Per storia personale, riferimenti culturali e vissuto, ritengo di essere molto lontano da pensatori come Gervasoni, Ocone, Ricucci. Sé loro appartengono a quella che un tempo si definiva Destra, io dovrei appartenere a quella sempre più sbiadita parte chiamata Sinistra. Eppure, sento che c’è qualcosa di profondo che mi accomuna al loro modo di ragionare. Soprattutto nella parte delle diagnosi. La globalizzazione per moltissimi ha rappresentato solo perdita d’identità, sradicamento, inquinamento, violenza, sopruso, paura. Come continuare a narrare le magnifiche sorti e progressive a chi non ha avuto pianto che lacrime? Come poter cantare le lodi del globale quando questo ha significato perdita del lavoro, emigrazione forzata, taglio dei legami familiari, povertà e istupidimento commerciale? La globalizzazione ha certamente degli aspetti positivi e innovativi. Tuttavia, oggi, con lucido distacco, occorre chiedersi con fermezza: per chi? Quanti i sommersi e quanti i salvati?

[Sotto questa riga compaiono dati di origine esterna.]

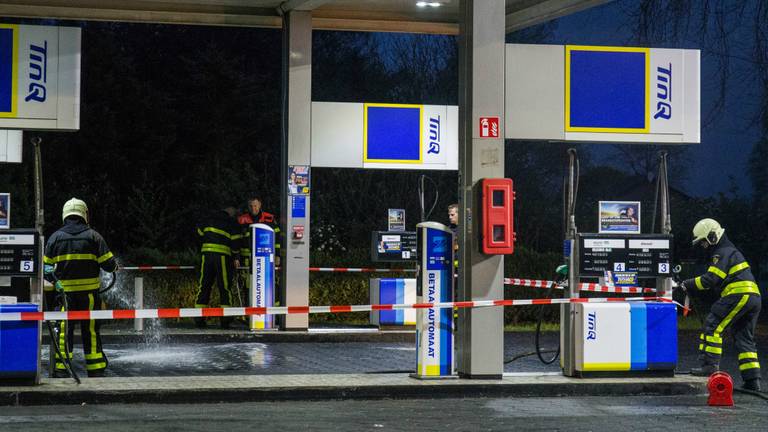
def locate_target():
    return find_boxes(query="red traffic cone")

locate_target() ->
[707,371,733,406]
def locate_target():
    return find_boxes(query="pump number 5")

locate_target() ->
[19,261,35,273]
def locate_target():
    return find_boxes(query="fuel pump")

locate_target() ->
[0,229,43,384]
[560,149,677,377]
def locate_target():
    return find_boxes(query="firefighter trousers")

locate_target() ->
[195,252,233,308]
[699,294,761,380]
[55,290,108,375]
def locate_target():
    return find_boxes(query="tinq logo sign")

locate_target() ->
[24,41,48,102]
[427,115,440,154]
[587,312,597,340]
[653,63,672,120]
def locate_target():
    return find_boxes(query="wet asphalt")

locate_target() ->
[42,329,768,382]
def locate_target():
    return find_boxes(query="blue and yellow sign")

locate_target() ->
[565,45,651,134]
[0,24,19,117]
[363,103,424,164]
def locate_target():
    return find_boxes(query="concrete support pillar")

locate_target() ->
[457,0,506,379]
[280,11,312,330]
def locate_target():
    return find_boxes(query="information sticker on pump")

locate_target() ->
[19,261,35,273]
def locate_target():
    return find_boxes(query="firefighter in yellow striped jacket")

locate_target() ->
[682,219,761,391]
[43,198,117,378]
[195,207,242,328]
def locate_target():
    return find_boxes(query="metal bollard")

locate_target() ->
[133,277,144,332]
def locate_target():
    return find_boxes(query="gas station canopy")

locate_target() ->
[0,0,609,35]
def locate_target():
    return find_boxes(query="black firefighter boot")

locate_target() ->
[691,365,720,376]
[741,378,762,391]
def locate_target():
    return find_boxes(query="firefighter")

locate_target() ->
[682,219,761,391]
[195,207,241,329]
[43,198,117,378]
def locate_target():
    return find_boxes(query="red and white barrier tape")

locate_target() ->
[120,265,195,271]
[120,265,416,273]
[504,278,656,294]
[0,297,670,321]
[309,267,416,273]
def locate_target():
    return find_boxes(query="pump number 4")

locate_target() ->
[19,261,35,273]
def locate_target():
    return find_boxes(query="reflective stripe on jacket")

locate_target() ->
[684,234,760,297]
[43,219,117,292]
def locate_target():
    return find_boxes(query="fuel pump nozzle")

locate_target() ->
[672,264,691,317]
[43,264,80,384]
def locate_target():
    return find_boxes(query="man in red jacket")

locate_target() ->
[237,197,281,305]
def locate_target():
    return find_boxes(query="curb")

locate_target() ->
[0,374,706,406]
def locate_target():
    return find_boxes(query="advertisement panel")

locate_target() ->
[598,201,641,234]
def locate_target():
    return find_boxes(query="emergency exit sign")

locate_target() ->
[480,117,499,138]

Sono convinto che se adoperiamo dei criteri di valutazione utilizzando alcuni indicatori: fame, elettrificazione, malattie, tasso di natalità, ricchezza pro-capite, alfabetizzazione, il mondo non è stato mai così in buona salute come adesso (e la lettura di Steven Pinker dovrebbe averci convinto su questo punto). Tuttavia, occorre anche sapersi svincolare dalla fredda logica dei parametri e ascoltare un po’ di più l’uomo della strada per capire come tutto questo “benessere” incida sulla sua visione del mondo. Ecco, sé ci sforziamo di ascoltare, oggi molti si sentono terrorizzati in un mondo troppo grande e terribile. Anche sé hanno cibo a sufficienza e la terza media. È su queste paure che si basa il fondamento di ogni discorso populista, sovranista, reazionario.
Quali alternative propone la Sinistra a queste paure?

Quali narrazioni sono in grado di arginare lo spettro dell’insignificanza, la malattia dell’invisibilità, le menomazioni della disuguaglianza? Molti intellettuali discutono oggi d’immunità, comunità, stato di eccezione. Discorsi importanti che seguo con interesse. Tuttavia, per la maggior parte delle cosiddette persone comuni quello che manca oggi è il lavoro, la dignità, la piena cittadinanza. Credo che manchi oggi alla sinistra una capacità di accumunare, di fare fraternità tra gli oppressi. Proponendo obiettivi chiari, semplici, concreti. Obiettivi realizzabili. Manca una prospettiva di liberazione seria e credibile.

Il vuoto umano e sociale – che rischia di essere incolmabile – lasciato dal movimento operaio, dai partiti socialisti e comunisti, dal sindacato e dalla società civile, è stato colmato dalle destre che sono le uniche in grado di offrire oggi una risposta credibile alla paura. Non necessariamente scientifica o socialmente egualitaria. Ma credibile. Su questo terreno, i pensatori di destra stanno costruendo la base solida per una egemonia che durerà molti anni.